The way to create our “virtual store” in memory is using "CertOpenStore". To use it in C# we need to import the DLL:

[DllImport("CRYPT32", EntryPoint
= "CertOpenStore", CharSet = CharSet.Unicode, SetLastError = true)]
        public static extern IntPtr CertOpenStore(
            int storeProvider, int encodingType,
            int hcryptProv, int flags, string pvPara);

When calling the function we need to indicate that our storeProvider is of type CERT_STORE_PROV_PKCS7 and "pvPara" will point to the data.

Apk and Jar files store the PKCS#7 structure in a RSA or DSA format. Therefore, we need to extract the PKCS#7 structure first to work with the data contained inside.

We can do this using WinCrypt and more specifically CryptQueryObject in the following way:
if (!WinCrypt.CryptQueryObject(
    out encodingType,
    out contentType,
    out formatType,
    ref certStore,         //Contiene el "Store" con los certificados.
    ref cryptMsg,        //Contiene la estructura PKCS7
    ref context))

cryptMsg contains the PKCS#7 structure that we can work with but WinCrypt kindly offers us certStore of type IntPtr that already contains the certificates, CRL (certificate revocation list) and CTL (certificate trust list) which saves us time.
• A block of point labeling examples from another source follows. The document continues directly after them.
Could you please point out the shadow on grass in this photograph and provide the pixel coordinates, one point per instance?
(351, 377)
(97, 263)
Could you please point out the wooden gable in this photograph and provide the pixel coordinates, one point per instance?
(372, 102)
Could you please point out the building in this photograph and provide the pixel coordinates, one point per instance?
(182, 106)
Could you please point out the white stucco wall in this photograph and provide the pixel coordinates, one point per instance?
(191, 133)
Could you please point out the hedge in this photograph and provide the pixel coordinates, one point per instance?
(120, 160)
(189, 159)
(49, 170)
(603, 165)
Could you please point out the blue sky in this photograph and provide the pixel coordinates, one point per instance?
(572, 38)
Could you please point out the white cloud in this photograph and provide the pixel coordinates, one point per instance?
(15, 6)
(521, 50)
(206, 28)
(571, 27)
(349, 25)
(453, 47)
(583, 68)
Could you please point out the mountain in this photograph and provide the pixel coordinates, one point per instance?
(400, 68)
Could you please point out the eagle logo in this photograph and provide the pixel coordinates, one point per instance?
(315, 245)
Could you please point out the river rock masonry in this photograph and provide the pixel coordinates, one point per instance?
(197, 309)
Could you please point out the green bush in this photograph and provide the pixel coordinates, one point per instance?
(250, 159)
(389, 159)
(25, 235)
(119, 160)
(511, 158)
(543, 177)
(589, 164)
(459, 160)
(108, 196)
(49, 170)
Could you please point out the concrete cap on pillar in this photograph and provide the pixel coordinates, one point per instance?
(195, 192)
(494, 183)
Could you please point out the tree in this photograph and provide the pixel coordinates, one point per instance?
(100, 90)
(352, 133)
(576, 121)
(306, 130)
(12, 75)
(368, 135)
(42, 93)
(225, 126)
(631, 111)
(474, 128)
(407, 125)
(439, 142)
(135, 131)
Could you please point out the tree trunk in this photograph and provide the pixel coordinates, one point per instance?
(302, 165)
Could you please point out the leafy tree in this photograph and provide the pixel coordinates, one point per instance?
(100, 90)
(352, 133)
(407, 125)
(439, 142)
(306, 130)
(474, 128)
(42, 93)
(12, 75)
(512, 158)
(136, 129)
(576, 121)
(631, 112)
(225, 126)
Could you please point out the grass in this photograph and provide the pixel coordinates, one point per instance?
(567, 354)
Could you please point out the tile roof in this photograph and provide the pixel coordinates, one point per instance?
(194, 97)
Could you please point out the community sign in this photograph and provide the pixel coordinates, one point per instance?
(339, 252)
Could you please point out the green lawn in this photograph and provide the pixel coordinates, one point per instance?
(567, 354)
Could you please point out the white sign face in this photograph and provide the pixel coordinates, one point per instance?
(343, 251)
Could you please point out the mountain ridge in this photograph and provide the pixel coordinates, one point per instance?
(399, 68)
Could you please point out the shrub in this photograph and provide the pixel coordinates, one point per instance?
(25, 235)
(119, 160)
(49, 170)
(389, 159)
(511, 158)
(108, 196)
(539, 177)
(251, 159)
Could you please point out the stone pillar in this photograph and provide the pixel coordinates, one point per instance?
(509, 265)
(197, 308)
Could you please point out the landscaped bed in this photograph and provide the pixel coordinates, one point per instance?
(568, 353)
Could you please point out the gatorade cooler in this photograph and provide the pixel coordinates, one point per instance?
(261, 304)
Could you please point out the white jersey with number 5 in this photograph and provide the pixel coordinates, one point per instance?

We can then pass certStore as an extra store to CryptUIDlgViewCertificate which will validate the main certificate against the extra store and show the result in its own window. Here is the code:

//en myCert tendremos el certificado principal
X509Certificate2 myCert = new X509Certificate2(@"X:\Ruta\Fichero.RSA");

//los extra stores que queramos usar deben pasarse como puntero al array que los contiene
var extraStoreArray = new[] { certStore };       
var extraStoreArrayHandle = GCHandle.Alloc(extraStoreArray, GCHandleType.Pinned);
var extraStorePointer = extraStoreArrayHandle.AddrOfPinnedObject();

//rellenamos la estructura con los parámetros
 certViewInfo.dwSize = Marshal.SizeOf(certViewInfo);
 certViewInfo.pCertContext = myCert.Handle;
 certViewInfo.szTitle = "Certificate Info";
 certViewInfo.dwFlags = CRYPTUI_DISABLE_ADDTOSTORE;                         
 certViewInfo.nStartPage = 0;
 certViewInfo.cStores = 1;
 certViewInfo.rghStores = extraStorePointer;
 bool fPropertiesChanged = false;

if (!CryptUIDlgViewCertificate(ref certViewInfo, ref fPropertiesChanged))
 int error = Marshal.GetLastWin32Error();

Finally we obtain the desired result and a valid certificate chain.